BRIEF.ID – Indonesia menang dalam sengketa dagang dengan Uni Eropa (UE) di Organisasi Perdagangan Dunia (WTO) terkait diskriminasi terhadap produk kelapa sawit. Panel WTO memutuskan bahwa Uni Eropa telah melakukan diskriminasi dengan memberikan perlakuan kurang menguntungkan atas biofuel berbahan baku kelapa sawit dari Indonesia dibandingkan produk serupa yang berasal dari Uni Eropa, seperti rapeseed dan bunga matahari.
Selain itu, WTO juga menilai bahwa Uni Eropa gagal meninjau data yang digunakan untuk menentukan biofuel dengan kategori alih fungsi lahan kelapa sawit berisiko tinggi (high ILUC-risk) dan terdapat kekurangan dalam penyusunan serta penerapan kriteria dan prosedur sertifikasi low ILUC-risk dalam Renewable Energy Directive (RED) II.
Menko Perekonomian Airlangga Hartarto menegaskan bahwa regulasi seperti European Union Deforestation Regulation (EUDR) bukanlah fenomena baru. Sejak abad XVI, Eropa telah mengimpor berbagai komoditas dari Indonesia, termasuk minyak kelapa sawit. Namun, regulasi yang semakin ketat saat ini mencerminkan perubahan tuntutan masyarakat Eropa terhadap standar lingkungan dan ketenagakerjaan.
“Kemenangan Indonesia di WTO atas kasus gugatan Uni Eropa terkait CPO akan berdampak pada aturan EUDR. Aturan tersebut merupakan sikap setengah hati negara Barat terhadap produk sawit Indonesia,” kata Airlangga saat menghadiri World Governments Summit di Dubai, Persatuan Emirat Arab (PEA), Kamis (13/2/2025).

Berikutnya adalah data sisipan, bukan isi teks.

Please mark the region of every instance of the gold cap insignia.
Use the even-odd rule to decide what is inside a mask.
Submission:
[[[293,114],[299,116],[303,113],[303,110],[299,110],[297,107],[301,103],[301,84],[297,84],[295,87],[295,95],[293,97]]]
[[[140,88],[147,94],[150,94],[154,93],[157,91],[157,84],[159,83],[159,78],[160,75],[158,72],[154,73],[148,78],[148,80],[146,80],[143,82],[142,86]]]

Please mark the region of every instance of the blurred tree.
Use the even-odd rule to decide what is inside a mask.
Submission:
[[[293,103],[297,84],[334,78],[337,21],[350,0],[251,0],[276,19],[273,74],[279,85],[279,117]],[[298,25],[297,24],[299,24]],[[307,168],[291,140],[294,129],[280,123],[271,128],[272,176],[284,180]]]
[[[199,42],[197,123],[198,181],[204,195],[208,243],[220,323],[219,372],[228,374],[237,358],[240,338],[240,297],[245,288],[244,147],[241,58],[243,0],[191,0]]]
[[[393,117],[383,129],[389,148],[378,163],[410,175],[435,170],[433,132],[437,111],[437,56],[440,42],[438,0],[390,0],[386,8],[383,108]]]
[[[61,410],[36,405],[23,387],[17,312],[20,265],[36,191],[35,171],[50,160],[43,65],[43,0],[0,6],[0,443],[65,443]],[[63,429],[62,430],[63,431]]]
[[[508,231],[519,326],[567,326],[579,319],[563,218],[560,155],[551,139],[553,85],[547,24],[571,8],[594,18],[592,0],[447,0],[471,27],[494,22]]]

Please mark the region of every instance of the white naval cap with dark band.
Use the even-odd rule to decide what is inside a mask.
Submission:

Airlangga mengatakan, Uni Eropa menghadapi tantangan dalam menjaga keseimbangan antara regulasi dan pertumbuhan ekonomi. Tekanan masyarakat atas standar lingkungan dan ketenagakerjaan mendorong berbagai aturan baru yang idealnya bersifat sementara.
“Jika tidak dikelola dengan baik, regulasi ini justru dapat menghambat pertumbuhan ekonomi mereka sendiri,” kata dia. (nov)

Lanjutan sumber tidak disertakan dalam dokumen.